By the reign of Queen Victoria, from 1837, ‘a pall of prudery lay over nineteenth century England’; methods of contraception were little known, or spoken about, and were considered ‘not respectable’. Although printed adverts for condoms did not appear until the early years of Edward VII’s reign – whether he availed himself of them during his career of serial adultery is not known – their mention in the press always caused a public sensation. For eighteen days during November–December 1886, the nation was spellbound by the Campbell versus Campbell legal case. This evolved after the collapse of the marriage of Lord Colin Campbell – fifth son of George, 8th Duke of Argyll – and his wife, the former Gertrude Blood. Lord Colin accused his wife of adultery with Charles Spencer Churchill, Duke of Marlborough, General William Butler and London’s fire chief Captain Eyre Massey Shaw, and others. Lady Campbell counterclaimed.

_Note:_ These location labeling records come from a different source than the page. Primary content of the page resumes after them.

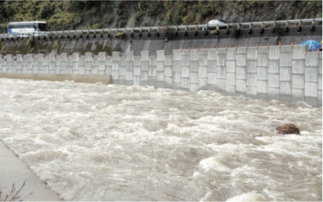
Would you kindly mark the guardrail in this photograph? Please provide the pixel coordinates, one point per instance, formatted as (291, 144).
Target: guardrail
(238, 26)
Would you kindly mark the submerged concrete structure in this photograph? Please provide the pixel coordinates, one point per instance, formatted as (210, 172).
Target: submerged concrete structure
(284, 72)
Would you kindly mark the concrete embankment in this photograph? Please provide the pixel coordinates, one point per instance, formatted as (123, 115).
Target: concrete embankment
(287, 72)
(152, 43)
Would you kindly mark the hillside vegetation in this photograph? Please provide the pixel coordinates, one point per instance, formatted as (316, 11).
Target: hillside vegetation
(85, 14)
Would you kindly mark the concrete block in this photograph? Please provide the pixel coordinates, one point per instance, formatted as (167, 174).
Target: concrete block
(203, 60)
(231, 66)
(153, 61)
(100, 67)
(87, 65)
(221, 60)
(251, 79)
(176, 77)
(122, 70)
(194, 54)
(221, 72)
(152, 81)
(311, 74)
(274, 53)
(185, 51)
(185, 72)
(286, 49)
(211, 66)
(194, 77)
(115, 56)
(136, 80)
(285, 74)
(285, 88)
(129, 76)
(231, 54)
(122, 61)
(194, 66)
(312, 59)
(202, 72)
(108, 70)
(273, 93)
(168, 81)
(251, 90)
(168, 60)
(177, 67)
(241, 50)
(252, 53)
(252, 66)
(310, 89)
(231, 90)
(241, 73)
(160, 55)
(194, 87)
(203, 84)
(144, 65)
(185, 60)
(273, 66)
(320, 82)
(297, 95)
(285, 60)
(129, 66)
(241, 60)
(160, 65)
(108, 61)
(185, 83)
(222, 51)
(241, 85)
(298, 52)
(221, 84)
(319, 100)
(211, 78)
(177, 55)
(212, 87)
(115, 75)
(144, 56)
(115, 65)
(262, 60)
(152, 71)
(212, 54)
(168, 71)
(122, 80)
(231, 79)
(177, 86)
(136, 70)
(273, 80)
(129, 55)
(136, 61)
(298, 67)
(263, 49)
(262, 87)
(262, 73)
(144, 76)
(160, 76)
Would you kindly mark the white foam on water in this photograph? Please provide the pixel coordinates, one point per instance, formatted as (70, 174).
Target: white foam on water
(110, 142)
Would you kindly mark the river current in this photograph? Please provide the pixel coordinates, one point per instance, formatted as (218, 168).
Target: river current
(113, 142)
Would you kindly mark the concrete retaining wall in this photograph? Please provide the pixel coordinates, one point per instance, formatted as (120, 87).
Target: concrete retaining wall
(287, 73)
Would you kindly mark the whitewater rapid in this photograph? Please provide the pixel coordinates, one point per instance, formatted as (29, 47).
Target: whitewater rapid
(113, 142)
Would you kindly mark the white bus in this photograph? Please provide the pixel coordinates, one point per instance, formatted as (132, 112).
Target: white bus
(38, 28)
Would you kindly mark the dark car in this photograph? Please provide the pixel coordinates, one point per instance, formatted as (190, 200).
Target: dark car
(214, 24)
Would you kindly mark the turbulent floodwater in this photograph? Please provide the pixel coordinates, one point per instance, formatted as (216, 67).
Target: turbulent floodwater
(110, 142)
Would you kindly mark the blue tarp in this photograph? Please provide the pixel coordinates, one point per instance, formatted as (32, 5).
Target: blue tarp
(310, 43)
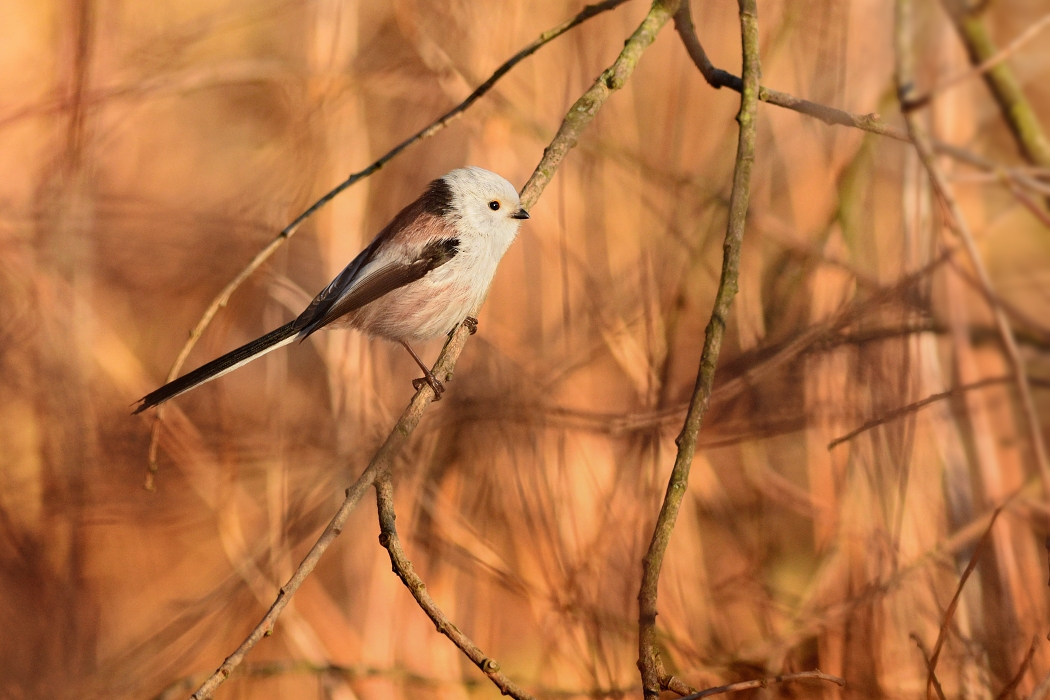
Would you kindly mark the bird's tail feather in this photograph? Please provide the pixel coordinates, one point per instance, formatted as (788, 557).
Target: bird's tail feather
(219, 366)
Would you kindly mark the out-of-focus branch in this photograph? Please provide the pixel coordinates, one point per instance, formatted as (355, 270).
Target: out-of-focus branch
(949, 612)
(1003, 83)
(718, 78)
(1009, 688)
(402, 567)
(912, 407)
(224, 297)
(956, 219)
(579, 117)
(985, 65)
(761, 682)
(649, 661)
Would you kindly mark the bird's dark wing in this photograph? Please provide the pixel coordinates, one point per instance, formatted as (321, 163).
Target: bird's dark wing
(377, 282)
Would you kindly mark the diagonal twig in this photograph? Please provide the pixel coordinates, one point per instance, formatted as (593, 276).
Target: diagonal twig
(831, 115)
(1016, 110)
(1008, 690)
(912, 407)
(949, 612)
(224, 296)
(718, 78)
(649, 661)
(395, 441)
(930, 671)
(957, 221)
(764, 682)
(402, 567)
(985, 65)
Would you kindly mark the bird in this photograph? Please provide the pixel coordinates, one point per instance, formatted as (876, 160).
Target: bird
(421, 276)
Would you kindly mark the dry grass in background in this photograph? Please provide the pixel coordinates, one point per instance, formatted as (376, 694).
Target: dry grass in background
(147, 152)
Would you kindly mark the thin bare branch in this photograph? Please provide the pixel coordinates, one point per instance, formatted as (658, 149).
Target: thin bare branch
(649, 661)
(402, 567)
(957, 221)
(224, 297)
(718, 78)
(949, 612)
(931, 674)
(765, 682)
(1003, 83)
(985, 65)
(395, 441)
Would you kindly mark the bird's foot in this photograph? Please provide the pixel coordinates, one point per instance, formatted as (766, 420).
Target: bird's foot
(434, 382)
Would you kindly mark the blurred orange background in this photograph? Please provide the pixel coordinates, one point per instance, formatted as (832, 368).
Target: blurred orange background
(149, 150)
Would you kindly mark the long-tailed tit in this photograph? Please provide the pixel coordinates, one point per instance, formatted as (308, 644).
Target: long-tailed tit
(420, 277)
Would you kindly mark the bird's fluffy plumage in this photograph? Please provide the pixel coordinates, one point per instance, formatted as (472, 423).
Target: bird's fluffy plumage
(425, 272)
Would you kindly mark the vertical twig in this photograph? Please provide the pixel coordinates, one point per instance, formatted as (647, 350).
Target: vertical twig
(402, 567)
(649, 661)
(1003, 83)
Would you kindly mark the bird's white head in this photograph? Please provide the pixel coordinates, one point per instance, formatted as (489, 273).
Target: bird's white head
(487, 204)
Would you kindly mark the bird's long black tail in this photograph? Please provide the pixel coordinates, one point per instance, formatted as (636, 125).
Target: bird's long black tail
(219, 366)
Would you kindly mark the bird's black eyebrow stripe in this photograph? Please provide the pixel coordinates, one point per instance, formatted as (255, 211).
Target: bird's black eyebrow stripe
(438, 198)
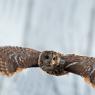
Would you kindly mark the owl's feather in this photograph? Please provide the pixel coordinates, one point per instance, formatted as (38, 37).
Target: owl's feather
(14, 59)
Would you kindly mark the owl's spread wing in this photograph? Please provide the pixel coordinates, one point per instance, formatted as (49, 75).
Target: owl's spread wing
(13, 59)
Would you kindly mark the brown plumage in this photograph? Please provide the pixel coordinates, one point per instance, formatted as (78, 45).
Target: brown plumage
(80, 65)
(49, 62)
(14, 59)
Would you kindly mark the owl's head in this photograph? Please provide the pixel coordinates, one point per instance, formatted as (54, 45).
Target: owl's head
(48, 60)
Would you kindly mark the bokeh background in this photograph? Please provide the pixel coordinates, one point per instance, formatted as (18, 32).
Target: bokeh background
(67, 26)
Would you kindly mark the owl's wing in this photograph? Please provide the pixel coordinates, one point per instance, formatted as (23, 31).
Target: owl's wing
(83, 66)
(13, 59)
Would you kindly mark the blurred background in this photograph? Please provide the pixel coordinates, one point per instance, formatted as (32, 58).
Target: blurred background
(66, 26)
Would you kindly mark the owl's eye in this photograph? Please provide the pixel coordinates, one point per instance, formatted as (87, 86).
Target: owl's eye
(54, 58)
(46, 57)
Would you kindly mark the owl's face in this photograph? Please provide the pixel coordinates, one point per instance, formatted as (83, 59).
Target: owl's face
(49, 60)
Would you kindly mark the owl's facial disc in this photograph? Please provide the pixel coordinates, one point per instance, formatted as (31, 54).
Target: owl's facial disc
(50, 59)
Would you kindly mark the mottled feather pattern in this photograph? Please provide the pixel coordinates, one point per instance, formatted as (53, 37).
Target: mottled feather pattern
(13, 59)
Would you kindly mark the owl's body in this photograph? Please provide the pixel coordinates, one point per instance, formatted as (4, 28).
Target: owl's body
(13, 59)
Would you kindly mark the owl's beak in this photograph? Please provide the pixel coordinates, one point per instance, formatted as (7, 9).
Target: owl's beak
(62, 61)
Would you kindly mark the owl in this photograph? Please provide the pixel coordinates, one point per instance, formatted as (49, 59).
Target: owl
(15, 59)
(81, 65)
(52, 63)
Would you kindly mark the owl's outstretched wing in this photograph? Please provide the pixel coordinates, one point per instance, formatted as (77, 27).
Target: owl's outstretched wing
(13, 59)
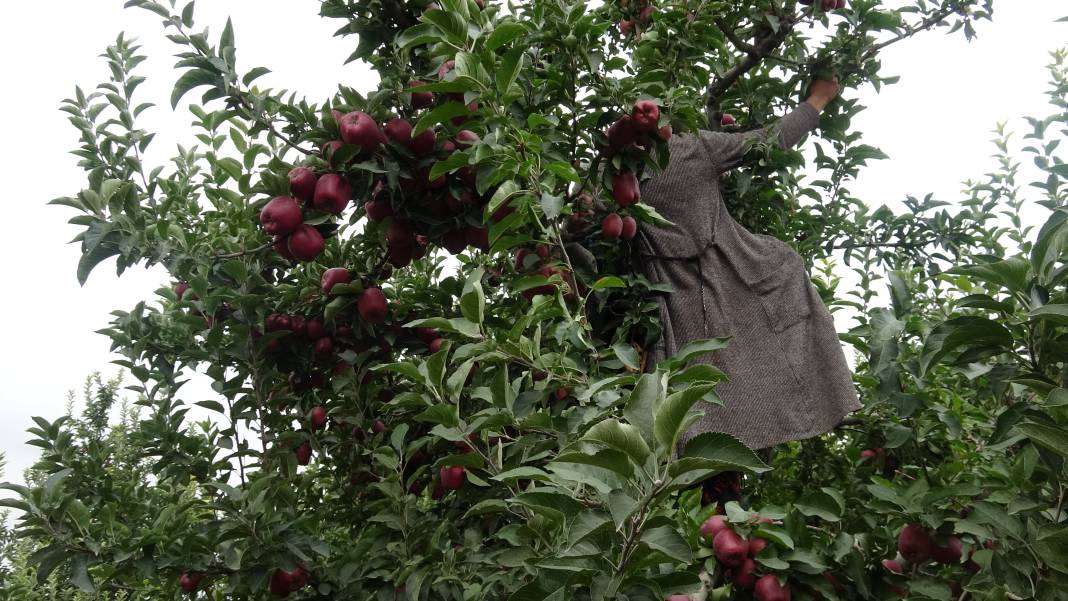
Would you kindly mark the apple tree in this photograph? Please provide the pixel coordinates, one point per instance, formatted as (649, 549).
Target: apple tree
(420, 312)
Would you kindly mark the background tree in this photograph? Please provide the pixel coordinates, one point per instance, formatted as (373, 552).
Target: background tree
(394, 425)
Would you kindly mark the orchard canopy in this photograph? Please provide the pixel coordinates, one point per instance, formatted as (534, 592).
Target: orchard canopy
(421, 315)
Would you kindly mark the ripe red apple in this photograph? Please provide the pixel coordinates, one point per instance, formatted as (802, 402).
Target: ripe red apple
(333, 277)
(281, 216)
(190, 582)
(318, 416)
(420, 99)
(478, 237)
(358, 128)
(768, 589)
(611, 226)
(398, 130)
(302, 183)
(949, 554)
(378, 210)
(305, 243)
(454, 241)
(755, 546)
(712, 526)
(332, 193)
(914, 543)
(645, 115)
(466, 138)
(303, 454)
(625, 188)
(372, 305)
(452, 477)
(181, 288)
(422, 145)
(324, 347)
(315, 329)
(622, 133)
(744, 575)
(281, 246)
(731, 549)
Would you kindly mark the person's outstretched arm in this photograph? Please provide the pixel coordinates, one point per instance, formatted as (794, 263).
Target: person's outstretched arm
(727, 149)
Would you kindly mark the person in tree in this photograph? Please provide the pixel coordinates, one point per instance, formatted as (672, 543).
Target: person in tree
(788, 376)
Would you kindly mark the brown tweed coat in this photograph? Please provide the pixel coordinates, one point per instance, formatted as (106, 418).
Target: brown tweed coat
(788, 376)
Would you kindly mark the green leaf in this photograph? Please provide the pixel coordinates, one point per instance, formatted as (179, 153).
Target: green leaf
(439, 114)
(621, 437)
(724, 449)
(422, 33)
(504, 33)
(627, 356)
(609, 282)
(693, 350)
(671, 415)
(1052, 438)
(191, 79)
(666, 540)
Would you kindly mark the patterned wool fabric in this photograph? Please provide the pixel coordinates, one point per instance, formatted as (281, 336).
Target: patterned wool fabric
(788, 376)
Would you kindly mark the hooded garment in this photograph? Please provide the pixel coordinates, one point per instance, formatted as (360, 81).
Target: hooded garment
(788, 376)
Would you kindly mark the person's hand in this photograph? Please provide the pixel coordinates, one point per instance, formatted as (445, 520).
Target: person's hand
(821, 92)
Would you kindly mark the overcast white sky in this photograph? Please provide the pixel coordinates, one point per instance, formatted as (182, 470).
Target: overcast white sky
(935, 125)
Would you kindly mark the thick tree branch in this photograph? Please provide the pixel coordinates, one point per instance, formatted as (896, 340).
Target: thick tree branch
(753, 57)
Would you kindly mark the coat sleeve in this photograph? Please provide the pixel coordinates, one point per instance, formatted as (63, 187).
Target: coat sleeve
(727, 149)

Calling before Sir Charles Parker Butt, the trial included an examination of the Campbells’s sex life. Answering a question from lawyer Frank Lockwood, Lady Campbell admitted that contraceptives had been used during their sexual intercourse. This was because Lord Colin was thought to have syphilis. This gave rise to the public belief that contraception was in regular use among the upper classes in their adulterous relationships. Both the Campbells were exonerated at the trial. Lord Colin died in 1895 and Lady Campbell in 1911. Although her life had more to it than the promiscuity of earlier years – which earned her the title of Victorian ‘Sex Goddess’ – her court appearance added a facet or two to the history of Victorian contraception. With her brood of nine children Queen Victoria and Prince Albert seem not to have practiced contraception. Even so, Frenchman Hector France found in London’s Petticoat Lane, a vendor selling condoms bearing the portrait of Queen Victoria.

Whatever advice on contraception was given to royalty by their physicians, one royal doctor’s opinion was clear. While the Lambeth Conference of Bishops of 1920 condemned the use of ‘artificial means of restriction’, physician-extraordinary to George V, Lord Dawson of Penn, denounced the conference’s opinions in these terms:

The love envisaged by the Lambeth Conference is an invertebrate, joyless thing – not worth having. Birth control is here to stay.

The royal doctor made the headlines with his opinion of contraception, a feat not repeated since the days of Charles II.